I also thought sometimes about back when I was a therapist, when psychotherapy clients of mine, or past psychotherapy clients of mine, sent me a request for information because they were getting divorced and they needed their psychotherapy notes to prove XYZ about their relationship with their soon-to-be ex-wife or soon-to-be ex-husband. Or they were having some legal problem with a car accident, and they needed their psychotherapy notes or some summary of it. And it was like they were allowing confidentiality to be broken. But it’s like, I didn’t like that. I would talk to them and say, “I don’t think that’s a good idea. I don’t think really this is a good idea.” But then again, sometimes I had to do it. They requested it. Sometimes I could get away with just writing up a summary, but sometimes that detailed stuff in there, no matter how lovingly it was written, it’s like I think it’s a bad idea for that to get out into the world.

And just the fact that it might get out into the world, it really puts the therapist into a very weird position where they become more than just a healer in their relationship with the client. Again, having to think about that lawyer sitting over their shoulder, and not more in a better way, but it’s like more in a cunning way, more in a twisted way. But they have to have another part of them that’s always thinking and thinking about what’s going to happen and how is this going to be used. Maybe if they’re loving, outwardly loving, used against the client. But many psychotherapists I know are not so outwardly loving. If they are self-protective, this is their business. This is their livelihood. This is the livelihood of their family. So they’re always being protective of what they say.

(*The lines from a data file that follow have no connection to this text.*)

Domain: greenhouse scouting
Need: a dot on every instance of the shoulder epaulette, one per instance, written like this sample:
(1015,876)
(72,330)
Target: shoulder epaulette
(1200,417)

And sometimes, in many cases I know it to be true, many psychotherapists write things that can be harsh about a client in order to protect the therapist’s own self. Well, what if it comes back, you know, to bite the therapist? Oh, you didn’t send them to a psychiatrist for meds, or you did send them to a psychiatrist for meds, or you gave them this, you know, extreme diagnosis. You had better prove that they are officially crazy or officially pathological. And you have to constantly document in the notes how pathological they are to justify that you’ve given them this extreme diagnosis. And sometimes they gave them this extreme diagnosis so that they could bill for a longer period of time to the insurance company so that they could be paid. So they gave a high diagnosis, and then the notes have to reflect that diagnosis. And this is troubling. This is like not therapeutic.

So yes, maybe there can be a real value in documenting some aspect of the psychotherapy in some way. But the way that it happens nowadays, it’s so tainted. It’s so twisted. It’s so much risk of loss of confidentiality, so much risk of actually causing harm to a human being or to many human beings. I think, huh, I think maybe we’d be better without psychotherapy notes at all. No written documentation. Often I think it would be better for the whole therapeutic world. And I think the incredible relief I had when I looked at that lock box when it was totally empty, when I just had a huge mound or several bags from what I remember of just shredded notes, and I threw them away. No one could ever piece them together. No one could ever figure out what they once said. That sense of relief, that feeling of freedom that I got all those years after being a therapist. And I thought, hmm, maybe it would have been more therapeutic for me, and I would have been able to have been a better therapist if that lock box from the very beginning had always been empty.